Außerdem ist Stielmus sehr reich an Vitaminen und Spurenelementen, was insbesondere im Frühling, wenn noch wenig einheimisches Obst und Gemüse erhältlich ist, zu einer gesunden und ausgewogenen Ernährung beitragen kann. Da Stielmus sehr viele ballaststoffreich und gleichzeitig kalorienarm ist, kann es nicht nur eine sinnvolle Ergänzung zu deftigen Fleischgerichten sein, sondern eignet sich auch für Reduktionsdiäten.

Inhaltsstoffe & Nährwerte

Wie alle Formen der Rübsen ist Stielmus ein hervorragender Vitaminlieferant. Bereits 100 g Stielmus decken den Tagesbedarf eines Erwachsenen an Vitamin C. Außerdem enthält es größere Mengen an den Vitaminen A, E und K. Darüber hinaus finden Calcium, Natrium, Magnesium und Eisen in den grünen Blättern und Stielen. Der Brennwert ist mit 24 kcal pro 100 g äußerst niedrig. Sortentypisch ist für Stielmus der vergleichsweise hohe Gehalt an Senföl.

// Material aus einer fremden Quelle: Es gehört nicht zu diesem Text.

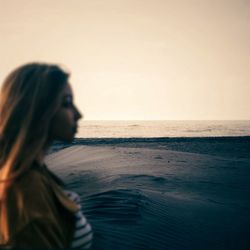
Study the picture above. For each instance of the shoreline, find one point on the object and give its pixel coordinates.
(232, 147)
(160, 195)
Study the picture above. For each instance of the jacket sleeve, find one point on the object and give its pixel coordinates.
(38, 234)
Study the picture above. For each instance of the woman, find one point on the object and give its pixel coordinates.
(36, 107)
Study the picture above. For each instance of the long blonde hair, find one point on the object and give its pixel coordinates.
(28, 102)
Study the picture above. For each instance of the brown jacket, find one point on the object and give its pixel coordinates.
(43, 217)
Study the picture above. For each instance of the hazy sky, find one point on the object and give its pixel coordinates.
(138, 59)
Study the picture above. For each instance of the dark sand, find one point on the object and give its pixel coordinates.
(179, 193)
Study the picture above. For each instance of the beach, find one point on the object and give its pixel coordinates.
(161, 193)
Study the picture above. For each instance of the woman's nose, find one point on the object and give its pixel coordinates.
(78, 114)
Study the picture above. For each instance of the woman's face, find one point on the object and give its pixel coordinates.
(64, 123)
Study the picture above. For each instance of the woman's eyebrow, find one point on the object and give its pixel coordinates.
(68, 96)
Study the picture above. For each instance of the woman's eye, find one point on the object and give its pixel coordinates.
(67, 103)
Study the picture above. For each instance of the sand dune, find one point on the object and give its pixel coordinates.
(145, 198)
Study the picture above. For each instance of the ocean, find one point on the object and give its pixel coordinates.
(148, 129)
(156, 185)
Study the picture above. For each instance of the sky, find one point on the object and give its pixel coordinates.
(138, 59)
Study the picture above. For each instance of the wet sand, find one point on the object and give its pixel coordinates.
(153, 195)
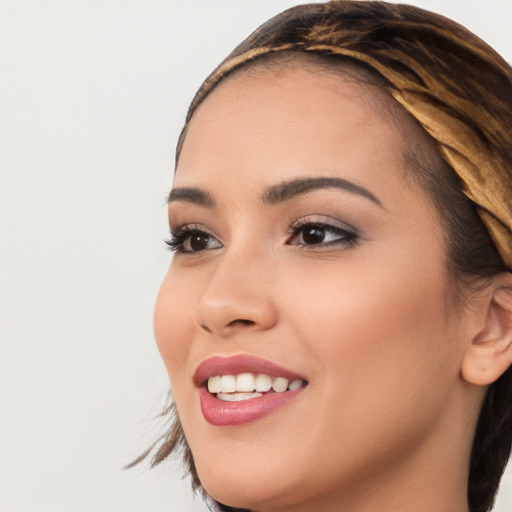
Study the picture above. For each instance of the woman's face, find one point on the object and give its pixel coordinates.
(308, 255)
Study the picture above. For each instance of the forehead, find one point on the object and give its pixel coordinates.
(272, 123)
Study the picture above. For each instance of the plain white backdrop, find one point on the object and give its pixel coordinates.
(93, 94)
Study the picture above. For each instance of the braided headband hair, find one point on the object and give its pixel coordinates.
(460, 92)
(469, 115)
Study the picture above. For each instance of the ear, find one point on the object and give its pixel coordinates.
(490, 352)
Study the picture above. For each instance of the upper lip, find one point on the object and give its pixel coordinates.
(239, 363)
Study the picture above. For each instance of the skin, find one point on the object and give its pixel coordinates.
(387, 416)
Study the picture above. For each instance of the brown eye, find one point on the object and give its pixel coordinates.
(189, 240)
(313, 235)
(197, 242)
(320, 234)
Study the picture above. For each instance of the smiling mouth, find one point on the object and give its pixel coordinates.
(247, 386)
(238, 389)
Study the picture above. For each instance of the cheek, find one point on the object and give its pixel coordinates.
(379, 334)
(172, 324)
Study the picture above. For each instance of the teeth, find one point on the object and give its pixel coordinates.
(247, 383)
(263, 383)
(227, 384)
(237, 397)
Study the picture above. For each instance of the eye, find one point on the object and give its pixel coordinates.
(191, 239)
(309, 233)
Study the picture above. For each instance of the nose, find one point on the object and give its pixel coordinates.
(237, 298)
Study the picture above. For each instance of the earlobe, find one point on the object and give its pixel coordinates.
(490, 353)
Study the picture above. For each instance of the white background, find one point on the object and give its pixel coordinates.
(92, 97)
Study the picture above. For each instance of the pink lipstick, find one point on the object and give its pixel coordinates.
(239, 389)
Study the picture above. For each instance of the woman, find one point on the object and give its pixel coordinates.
(337, 320)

Kalorien und Nährstoffe (pro 100g)
Kilokalorien/ Kilojoule 24 kcal/ 102 kj
Eiweiß 2,00 g
Kohlenhydrate 2,90 g
Fett 0,30 g
Wasser 90,98 g
Ballaststoffe g
Vitamin A 600 µg
Vitamin C 130 µg

Unverträglichkeiten

Im Allgemeinen ist Stielmus leicht verdaulich und sehr gut verträglich. Nur selten treten wegen der verdauungsanregenden Wirkung Blähungen oder sehr weicher Stuhlgang auf. Allerdings sollten Menschen, die unter einer Senfunverträglichkeit leiden, wegen des in Stielmus enthaltenen Senföls auf einen Verzehr verzichten.

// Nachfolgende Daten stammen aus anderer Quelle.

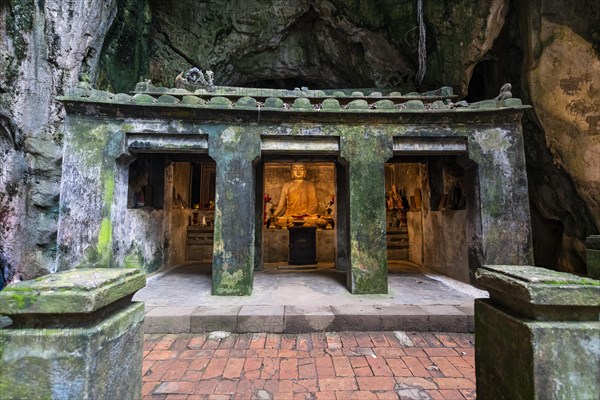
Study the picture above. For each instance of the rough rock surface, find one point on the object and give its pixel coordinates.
(46, 45)
(561, 80)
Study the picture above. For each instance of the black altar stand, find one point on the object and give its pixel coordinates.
(303, 245)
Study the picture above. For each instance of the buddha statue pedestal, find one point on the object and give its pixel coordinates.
(302, 245)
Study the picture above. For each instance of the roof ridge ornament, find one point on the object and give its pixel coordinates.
(195, 79)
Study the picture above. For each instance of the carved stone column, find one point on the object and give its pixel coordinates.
(366, 151)
(234, 149)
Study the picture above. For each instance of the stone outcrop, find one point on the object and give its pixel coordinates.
(44, 47)
(561, 70)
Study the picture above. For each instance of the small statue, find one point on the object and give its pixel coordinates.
(394, 199)
(194, 79)
(504, 92)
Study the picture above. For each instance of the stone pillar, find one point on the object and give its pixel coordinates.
(74, 335)
(366, 152)
(234, 150)
(538, 335)
(592, 255)
(503, 195)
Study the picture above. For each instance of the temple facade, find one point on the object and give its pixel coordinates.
(160, 177)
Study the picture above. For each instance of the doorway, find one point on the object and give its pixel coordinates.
(426, 215)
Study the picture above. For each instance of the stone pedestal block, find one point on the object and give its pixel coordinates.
(74, 335)
(538, 336)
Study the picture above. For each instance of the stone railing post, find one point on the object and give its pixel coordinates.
(538, 335)
(74, 335)
(592, 255)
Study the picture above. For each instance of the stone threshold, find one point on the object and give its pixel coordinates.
(306, 319)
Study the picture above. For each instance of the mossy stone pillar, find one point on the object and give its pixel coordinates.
(234, 150)
(592, 256)
(538, 335)
(74, 335)
(505, 223)
(366, 151)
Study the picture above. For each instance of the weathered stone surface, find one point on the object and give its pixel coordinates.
(220, 101)
(191, 100)
(210, 319)
(517, 286)
(261, 319)
(414, 105)
(593, 242)
(76, 291)
(100, 360)
(168, 320)
(122, 98)
(247, 102)
(273, 102)
(167, 99)
(330, 104)
(592, 256)
(308, 319)
(384, 105)
(143, 98)
(358, 105)
(302, 103)
(368, 249)
(234, 149)
(518, 358)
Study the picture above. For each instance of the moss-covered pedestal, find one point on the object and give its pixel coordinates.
(75, 335)
(538, 335)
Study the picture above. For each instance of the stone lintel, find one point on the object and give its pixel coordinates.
(540, 293)
(430, 145)
(170, 143)
(295, 144)
(78, 291)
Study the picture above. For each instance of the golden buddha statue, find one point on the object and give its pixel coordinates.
(298, 201)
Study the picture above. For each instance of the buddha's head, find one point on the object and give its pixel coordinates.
(298, 171)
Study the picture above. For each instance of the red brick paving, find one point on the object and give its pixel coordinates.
(330, 366)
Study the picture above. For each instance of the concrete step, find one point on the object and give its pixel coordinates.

Wegen der engen Verwandtschaft zu anderen Kreuzblütengewächsen können auch beim Vorliegen einer durch Raps ausgelösten Pollenallergie gesundheitliche Probleme beim Genuss von Stielmus auftreten.



Einkaufs- und Küchentipps

Stielmus ist in herkömmlichen Supermärkten nur selten erhältlich. Auf Wochenmärkten und im Direktverkauf von Bauern, die sich auf alte Gemüsesorten spezialisiert haben, ist es jedoch inzwischen wieder häufiger erhältlich. Wer über einen Garten verfügt, kann Stielmus auch problemlos selbst anbauen. Da die Blätter rasch welk werden, sollten sie möglichst bald nach der Ernte verbraucht werden.

Im Gemüsefach des Kühlschranks lässt sich Stielmus maximal drei Tage lagern. Davon abgesehen ist Stielmus ein sehr unkompliziertes Gemüse. Es genügt, die Blätter und Stiele vor der Zubereitung kurz mit klarem Wasser abzuspülen und einzelne harte Stängel und bräunliche Blätter zu entfernen. Weitere Vorbereitungen sind nicht notwendig.

Zubereitungstipps

In der bäuerlichen Küche wird Stielmus traditionell mit Zwiebeln und gelegentlich Speckwürfeln geschmort. Diese klassische Zubereitung ähnelt damit der anderer Blattgemüse wie Wirsing, Spinat oder Mangold. Stielmus kann aber auch zu Eintopfgerichten gegeben werden oder in der modernen Küche als eigenwillige Zutat für Quiches oder Pasta verwendet werden.

In überbackenen Aufläufen bildet der leicht scharfe Geschmack des Stielmuses einen interessanten Kontrast zu herzhaftem Käse. Junge, noch zarte Blätter können auch gehackt oder in Streifen geschnitten und als pikanter Salat zubereitet werden.